To help scholars who are struggling with reading comprehension, we have to break down question(s). I build up the rigor by asking lower level questions to higher-level questions. More importantly, I teach my scholars the strategy of close reading, which helps them break down a text. The scholars that have come to me struggling with reading comprehension usually read the whole text fluently, but can't comprehend. When you have them break down the text (close reading), they get a better understanding.

What strategies have you found to be most successful when you start to work with a student?

I have found a lot of strategies or techniques successful when starting to work with a student. One of them is "No-Opt Out". Again, from Day 1, I build a culture where it is okay to make mistakes, but not okay to not try. So, when a scholar gets a question wrong, I stick with that scholar to show my faith in him or her. I give cues, to help guide the scholar to the correct answer. Another strategy I find very useful when I start to work with a child is called "stretch-it". I reward right answers with follow up or more rigorous questions. This sends a message to the scholar that the learning is never done, and they grow to appreciate this.

How would you help a student get excited/engaged with a subject that they are struggling in?

It is all about encoding success. I have to find a way for the scholar to feel some success. Once they feel success, then they will want to continue with the subject.

What techniques would you use to be sure that a student understands the material?

In my question set, there are always targeted questions that are geared specifically towards the objective(s). These questions meet the end goal. The targeted questions are quick, planned, tracked, valid, and reliable. Another technique that I use at the end of each lesson plan is an Exit Ticket. It is 1-3 questions centered on the core objectives. Scholars have no more than 5 minutes on a half sheet of paper, and then I collect the data. As soon as I get a chance, I look over the data and put the Exit Tickets into 3 piles: mastery, okay, needs assistance. This helps me understand who still might need help on this concept.

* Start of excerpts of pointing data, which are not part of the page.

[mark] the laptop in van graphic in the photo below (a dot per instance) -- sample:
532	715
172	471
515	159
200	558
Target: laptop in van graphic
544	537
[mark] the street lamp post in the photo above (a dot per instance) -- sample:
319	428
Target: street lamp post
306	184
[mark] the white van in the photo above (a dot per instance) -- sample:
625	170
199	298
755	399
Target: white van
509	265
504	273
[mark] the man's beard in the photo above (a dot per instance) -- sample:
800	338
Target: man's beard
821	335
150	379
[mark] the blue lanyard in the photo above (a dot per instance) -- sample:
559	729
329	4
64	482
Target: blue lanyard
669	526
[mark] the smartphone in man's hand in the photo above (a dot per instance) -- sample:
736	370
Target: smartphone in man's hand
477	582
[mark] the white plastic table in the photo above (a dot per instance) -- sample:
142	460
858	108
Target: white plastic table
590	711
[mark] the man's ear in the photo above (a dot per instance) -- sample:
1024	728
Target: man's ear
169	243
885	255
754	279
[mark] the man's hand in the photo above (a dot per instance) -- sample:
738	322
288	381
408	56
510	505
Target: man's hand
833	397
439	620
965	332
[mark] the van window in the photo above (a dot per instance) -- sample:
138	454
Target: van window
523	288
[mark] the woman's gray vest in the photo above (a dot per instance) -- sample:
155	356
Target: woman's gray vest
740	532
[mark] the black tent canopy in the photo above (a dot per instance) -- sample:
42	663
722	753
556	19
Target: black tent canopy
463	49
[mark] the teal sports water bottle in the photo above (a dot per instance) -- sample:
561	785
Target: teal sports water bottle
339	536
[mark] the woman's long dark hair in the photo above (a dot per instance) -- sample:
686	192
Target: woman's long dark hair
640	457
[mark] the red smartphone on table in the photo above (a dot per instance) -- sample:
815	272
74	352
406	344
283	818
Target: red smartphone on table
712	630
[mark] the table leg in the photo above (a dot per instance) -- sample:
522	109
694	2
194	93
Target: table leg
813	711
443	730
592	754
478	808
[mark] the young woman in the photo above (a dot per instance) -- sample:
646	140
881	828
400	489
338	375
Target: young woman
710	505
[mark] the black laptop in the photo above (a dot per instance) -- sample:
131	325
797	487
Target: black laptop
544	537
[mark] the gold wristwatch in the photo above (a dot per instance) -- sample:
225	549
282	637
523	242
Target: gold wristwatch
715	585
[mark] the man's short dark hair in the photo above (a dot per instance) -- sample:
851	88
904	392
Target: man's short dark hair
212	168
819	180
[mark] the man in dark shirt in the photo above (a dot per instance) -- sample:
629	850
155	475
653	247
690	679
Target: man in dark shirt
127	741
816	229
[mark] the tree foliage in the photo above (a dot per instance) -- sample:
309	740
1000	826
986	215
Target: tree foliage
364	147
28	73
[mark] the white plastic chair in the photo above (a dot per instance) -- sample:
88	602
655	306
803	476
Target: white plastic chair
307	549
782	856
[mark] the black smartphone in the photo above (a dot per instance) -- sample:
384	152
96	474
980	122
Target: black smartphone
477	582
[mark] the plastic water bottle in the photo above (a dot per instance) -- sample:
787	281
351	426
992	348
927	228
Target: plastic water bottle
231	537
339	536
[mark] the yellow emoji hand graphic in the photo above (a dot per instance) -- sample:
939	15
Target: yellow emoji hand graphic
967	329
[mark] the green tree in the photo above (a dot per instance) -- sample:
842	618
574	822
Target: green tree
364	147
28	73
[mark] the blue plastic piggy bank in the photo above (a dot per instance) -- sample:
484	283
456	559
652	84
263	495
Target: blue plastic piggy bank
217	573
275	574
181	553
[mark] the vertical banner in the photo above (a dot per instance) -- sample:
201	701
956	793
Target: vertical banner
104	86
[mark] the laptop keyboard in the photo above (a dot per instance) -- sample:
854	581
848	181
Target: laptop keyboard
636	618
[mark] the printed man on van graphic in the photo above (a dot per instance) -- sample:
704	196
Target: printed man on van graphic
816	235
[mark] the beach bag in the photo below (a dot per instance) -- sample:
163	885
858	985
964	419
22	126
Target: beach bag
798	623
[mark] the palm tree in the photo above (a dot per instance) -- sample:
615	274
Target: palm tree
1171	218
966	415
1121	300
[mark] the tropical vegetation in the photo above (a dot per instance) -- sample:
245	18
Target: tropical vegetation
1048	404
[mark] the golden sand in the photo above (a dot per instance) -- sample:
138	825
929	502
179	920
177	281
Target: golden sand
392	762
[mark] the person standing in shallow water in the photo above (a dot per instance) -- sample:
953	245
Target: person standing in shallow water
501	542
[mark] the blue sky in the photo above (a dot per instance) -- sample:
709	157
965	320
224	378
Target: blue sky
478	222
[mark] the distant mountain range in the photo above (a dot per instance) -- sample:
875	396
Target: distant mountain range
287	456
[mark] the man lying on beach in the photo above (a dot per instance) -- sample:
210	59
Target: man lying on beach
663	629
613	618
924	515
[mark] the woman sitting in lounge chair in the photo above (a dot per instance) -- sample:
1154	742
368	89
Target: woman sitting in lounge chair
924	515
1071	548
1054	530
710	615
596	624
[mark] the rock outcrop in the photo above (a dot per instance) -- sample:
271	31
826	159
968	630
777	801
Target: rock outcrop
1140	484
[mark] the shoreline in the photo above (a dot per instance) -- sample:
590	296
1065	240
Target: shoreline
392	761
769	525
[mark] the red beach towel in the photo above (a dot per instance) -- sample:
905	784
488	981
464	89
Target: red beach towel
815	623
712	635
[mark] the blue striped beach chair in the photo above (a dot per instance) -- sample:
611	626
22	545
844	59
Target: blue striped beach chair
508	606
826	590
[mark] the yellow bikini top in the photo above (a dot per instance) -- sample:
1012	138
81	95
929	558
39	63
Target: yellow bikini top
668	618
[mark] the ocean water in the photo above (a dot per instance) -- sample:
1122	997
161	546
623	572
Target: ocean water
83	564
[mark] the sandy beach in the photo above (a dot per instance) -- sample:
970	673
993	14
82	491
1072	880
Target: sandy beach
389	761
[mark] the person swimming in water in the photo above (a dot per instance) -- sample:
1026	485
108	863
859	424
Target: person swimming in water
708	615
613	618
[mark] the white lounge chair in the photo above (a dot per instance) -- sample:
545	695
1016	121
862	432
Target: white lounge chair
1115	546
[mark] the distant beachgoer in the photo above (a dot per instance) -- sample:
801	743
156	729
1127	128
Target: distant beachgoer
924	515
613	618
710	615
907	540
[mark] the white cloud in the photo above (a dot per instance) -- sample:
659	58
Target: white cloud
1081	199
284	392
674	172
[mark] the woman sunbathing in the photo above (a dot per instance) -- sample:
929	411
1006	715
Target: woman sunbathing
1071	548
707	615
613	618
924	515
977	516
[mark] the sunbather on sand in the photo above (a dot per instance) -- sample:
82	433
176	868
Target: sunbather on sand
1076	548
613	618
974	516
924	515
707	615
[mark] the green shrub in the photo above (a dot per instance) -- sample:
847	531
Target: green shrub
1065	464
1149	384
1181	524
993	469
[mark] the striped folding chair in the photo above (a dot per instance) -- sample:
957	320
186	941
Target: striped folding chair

How do you build a student's confidence in a subject?

I build a scholars confidence in a subject by encoding success. Scholars need to feel like they can successfully complete what is required of them. So, I slowly build up their confidence by making sure they are successful with the tasks I give them. Also, I stay passionate and joyful for each subject. I tell them how they can use each concept in real life to help them see the connection to the real world.

How do you evaluate a student's needs?

One way I evaluate a scholar's needs is with a pre-test. I usually do this before I start the unit. The pre-test will tell me who already know this; who will be just fine when I start teaching it; finally, who might have holes and will need scaffolding as the unit unfolds. Now, at the end of each lesson in the unit, I give an Exit Ticket. The Exit Ticket tells me who is at mastery, and who will need additional help. I provide the additional help the next day in a small group, while the rest of the class is doing independent work.

How do you adapt your tutoring to the student's needs?

As a teacher, I adapt my teaching based on what the scholars need. If I planned for one thing, but they show me that they need help with another concept, then I restructure my lesson plan to what they need. Again, a pre-test will help solve most of those issues.

What types of materials do you typically use during a tutoring session?

I use what my students need. For the most part, if I am teaching Elementary or middle school scholars a concept, I will use Engage NY. It is a rigorous curriculum that is aligned to the Arizona Merit (state test). I use the Math and ELA curriculum from Engage NY. The lessons, which are a part of a bigger unit, build off of one another beautifully. If I am teaching a student to pass an exam, then I am going to use practice study guides that align to the real test they ultimately have to take.

What is your teaching philosophy?

I believe that effective teachers must have high academic/behavioral expectations, classroom management skills, and mastery of lesson plans. It is very important that I get 100% of my scholars focused and learning 100% of the time.